Published on: 02 Sep 2015

The demands of accountability rule out many high quality methods of assessment in favour of cruder measures that can withstand the pressure

Assessment - Let this year be the one that we stop trying to patch it together

From September, teachers face a storm of issues around assessment: from new key stage two tests to be implemented this year without performance descriptors available, to a planned resit of SATs in year seven, potentially holding secondary leaders to account for a curriculum they don't deliver, through to further changes to GCSEs and their performance tables.

Problems are caused partly by too much change, delivered too rapidly without thorough modelling of effects. More worryingly, however, they are also driven by the unhealthy interaction of accountability and assessment. The demands of accountability rule out many high quality methods of assessment in favour of cruder measures that can withstand the pressure. The demands of accountability also narrow assessment so that it is increasingly used with reference to accountability rather than the needs of the teachers and students.
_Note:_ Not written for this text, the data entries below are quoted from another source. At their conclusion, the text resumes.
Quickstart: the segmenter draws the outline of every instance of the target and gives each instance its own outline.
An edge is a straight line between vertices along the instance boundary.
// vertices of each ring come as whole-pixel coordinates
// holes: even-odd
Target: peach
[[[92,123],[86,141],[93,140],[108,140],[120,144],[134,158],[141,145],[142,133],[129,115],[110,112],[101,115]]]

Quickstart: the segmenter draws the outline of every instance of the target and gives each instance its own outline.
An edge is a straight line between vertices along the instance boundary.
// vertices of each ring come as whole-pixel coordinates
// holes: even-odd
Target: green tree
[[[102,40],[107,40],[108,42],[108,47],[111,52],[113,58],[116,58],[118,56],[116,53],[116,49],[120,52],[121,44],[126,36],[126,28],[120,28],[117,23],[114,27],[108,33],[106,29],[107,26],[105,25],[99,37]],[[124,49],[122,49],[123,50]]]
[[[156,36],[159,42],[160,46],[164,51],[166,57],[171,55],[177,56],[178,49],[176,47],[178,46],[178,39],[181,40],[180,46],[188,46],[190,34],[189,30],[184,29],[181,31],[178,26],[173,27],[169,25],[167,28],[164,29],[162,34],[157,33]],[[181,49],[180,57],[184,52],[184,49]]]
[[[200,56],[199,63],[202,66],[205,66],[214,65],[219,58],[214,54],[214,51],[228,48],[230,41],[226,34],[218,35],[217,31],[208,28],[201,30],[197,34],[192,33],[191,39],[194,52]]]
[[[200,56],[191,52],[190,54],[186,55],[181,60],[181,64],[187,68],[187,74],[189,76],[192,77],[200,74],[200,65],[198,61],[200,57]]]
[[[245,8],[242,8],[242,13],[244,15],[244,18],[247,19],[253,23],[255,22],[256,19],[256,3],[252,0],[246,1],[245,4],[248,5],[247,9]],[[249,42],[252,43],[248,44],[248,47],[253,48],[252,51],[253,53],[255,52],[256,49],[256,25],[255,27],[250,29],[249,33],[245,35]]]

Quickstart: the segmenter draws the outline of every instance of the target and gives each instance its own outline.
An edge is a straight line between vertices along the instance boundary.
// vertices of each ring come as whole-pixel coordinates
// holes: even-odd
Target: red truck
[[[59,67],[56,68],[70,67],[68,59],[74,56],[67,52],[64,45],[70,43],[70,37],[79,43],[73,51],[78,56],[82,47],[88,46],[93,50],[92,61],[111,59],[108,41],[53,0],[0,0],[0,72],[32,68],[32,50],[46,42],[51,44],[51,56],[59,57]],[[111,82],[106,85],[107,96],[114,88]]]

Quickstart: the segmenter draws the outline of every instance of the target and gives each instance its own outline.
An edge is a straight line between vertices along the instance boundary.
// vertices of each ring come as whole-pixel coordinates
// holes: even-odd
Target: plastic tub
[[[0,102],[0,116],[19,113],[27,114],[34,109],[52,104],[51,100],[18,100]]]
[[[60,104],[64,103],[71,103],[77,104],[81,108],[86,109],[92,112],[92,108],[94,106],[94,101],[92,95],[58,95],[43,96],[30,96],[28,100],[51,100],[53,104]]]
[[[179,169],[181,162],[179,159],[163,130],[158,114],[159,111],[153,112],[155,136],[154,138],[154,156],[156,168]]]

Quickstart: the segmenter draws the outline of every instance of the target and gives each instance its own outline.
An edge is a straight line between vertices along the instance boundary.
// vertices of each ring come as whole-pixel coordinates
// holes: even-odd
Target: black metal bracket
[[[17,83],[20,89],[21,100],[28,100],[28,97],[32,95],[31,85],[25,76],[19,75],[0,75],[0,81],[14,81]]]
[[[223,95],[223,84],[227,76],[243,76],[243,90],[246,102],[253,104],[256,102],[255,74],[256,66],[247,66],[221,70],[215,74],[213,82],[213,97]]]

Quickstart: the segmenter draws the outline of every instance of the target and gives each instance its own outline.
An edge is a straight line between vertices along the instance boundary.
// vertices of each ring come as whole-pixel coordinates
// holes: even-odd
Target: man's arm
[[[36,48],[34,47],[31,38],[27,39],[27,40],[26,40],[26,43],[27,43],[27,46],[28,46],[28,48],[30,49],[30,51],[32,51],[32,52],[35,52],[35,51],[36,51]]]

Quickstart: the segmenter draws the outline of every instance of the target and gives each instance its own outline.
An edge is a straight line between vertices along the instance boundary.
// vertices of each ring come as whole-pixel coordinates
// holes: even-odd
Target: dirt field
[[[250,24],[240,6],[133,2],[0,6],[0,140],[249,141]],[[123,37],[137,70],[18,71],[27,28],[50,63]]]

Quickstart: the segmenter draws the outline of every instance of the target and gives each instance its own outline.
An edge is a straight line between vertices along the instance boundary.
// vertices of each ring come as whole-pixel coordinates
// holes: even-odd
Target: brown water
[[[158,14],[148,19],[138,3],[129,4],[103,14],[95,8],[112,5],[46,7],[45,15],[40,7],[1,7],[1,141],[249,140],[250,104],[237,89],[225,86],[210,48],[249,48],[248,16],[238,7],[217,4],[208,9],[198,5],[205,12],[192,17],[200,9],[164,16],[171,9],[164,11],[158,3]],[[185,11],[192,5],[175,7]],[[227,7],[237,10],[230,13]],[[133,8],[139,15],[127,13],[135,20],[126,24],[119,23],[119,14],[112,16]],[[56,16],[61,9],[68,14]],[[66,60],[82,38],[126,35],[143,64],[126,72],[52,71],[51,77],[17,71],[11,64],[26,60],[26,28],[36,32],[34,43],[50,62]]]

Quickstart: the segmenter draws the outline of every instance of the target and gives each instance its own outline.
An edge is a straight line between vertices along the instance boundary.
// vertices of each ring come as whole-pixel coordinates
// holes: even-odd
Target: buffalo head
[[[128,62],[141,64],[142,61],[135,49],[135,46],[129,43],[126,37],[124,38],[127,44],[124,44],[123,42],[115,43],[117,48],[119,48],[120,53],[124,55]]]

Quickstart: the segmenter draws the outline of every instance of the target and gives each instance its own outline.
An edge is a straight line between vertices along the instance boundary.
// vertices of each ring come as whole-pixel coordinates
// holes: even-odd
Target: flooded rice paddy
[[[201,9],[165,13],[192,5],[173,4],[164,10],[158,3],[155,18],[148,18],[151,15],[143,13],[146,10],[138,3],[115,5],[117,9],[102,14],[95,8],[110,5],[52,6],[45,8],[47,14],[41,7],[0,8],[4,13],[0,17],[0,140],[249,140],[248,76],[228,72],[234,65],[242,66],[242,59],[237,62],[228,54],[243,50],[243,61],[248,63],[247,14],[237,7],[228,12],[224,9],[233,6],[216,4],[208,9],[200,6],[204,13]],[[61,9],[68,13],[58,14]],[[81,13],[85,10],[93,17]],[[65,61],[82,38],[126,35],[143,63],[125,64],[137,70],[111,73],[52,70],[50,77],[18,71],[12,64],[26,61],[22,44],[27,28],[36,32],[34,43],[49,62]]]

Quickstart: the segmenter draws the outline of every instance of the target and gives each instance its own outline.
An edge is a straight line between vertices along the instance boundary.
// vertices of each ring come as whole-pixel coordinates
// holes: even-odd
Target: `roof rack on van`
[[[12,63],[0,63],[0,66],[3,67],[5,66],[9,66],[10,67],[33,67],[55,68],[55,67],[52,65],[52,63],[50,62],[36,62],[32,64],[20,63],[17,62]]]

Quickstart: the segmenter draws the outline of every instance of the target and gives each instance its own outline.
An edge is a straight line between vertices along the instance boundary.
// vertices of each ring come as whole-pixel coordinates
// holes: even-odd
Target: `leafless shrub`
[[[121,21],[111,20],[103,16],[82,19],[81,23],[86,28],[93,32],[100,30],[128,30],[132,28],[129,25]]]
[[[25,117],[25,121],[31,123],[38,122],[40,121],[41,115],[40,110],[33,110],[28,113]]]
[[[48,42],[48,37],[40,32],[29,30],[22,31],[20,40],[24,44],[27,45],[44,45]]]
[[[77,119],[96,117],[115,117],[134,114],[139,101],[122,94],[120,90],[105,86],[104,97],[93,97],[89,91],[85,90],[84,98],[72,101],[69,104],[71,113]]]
This rather gives assessment - particularly test based assessment - a bad reputation, when it is really at the centre of a teacher's craft.

The end of levels, for example, could have been a wonderful opportunity to build intelligent systems of assessment to guide learning. This is within the skillset of every teacher and, left to their own devices, they could do a better job than any government agency. The trouble is, they are not left to their own devices. Every teacher and school leader knows that they will be called on, many times, to produce quantifiable data on progress and to predict performance in future statutory tests and exams. They have to conduct assessment with at least one eye to this or they will eventually lose the opportunity to conduct assessment altogether. This results in assessments that try to do too many jobs and once and which are conducted defensively rather than creatively.

The assessment vehicle was rickety to begin with; it is now being driven too fast over ground it was not designed for. We should not be surprised if it breaks down completely soon. Let this year be the one that we stop trying to patch it together with masking tape and take it in for a thorough service. We could start by distinguishing its different functions and designing approaches that work for each.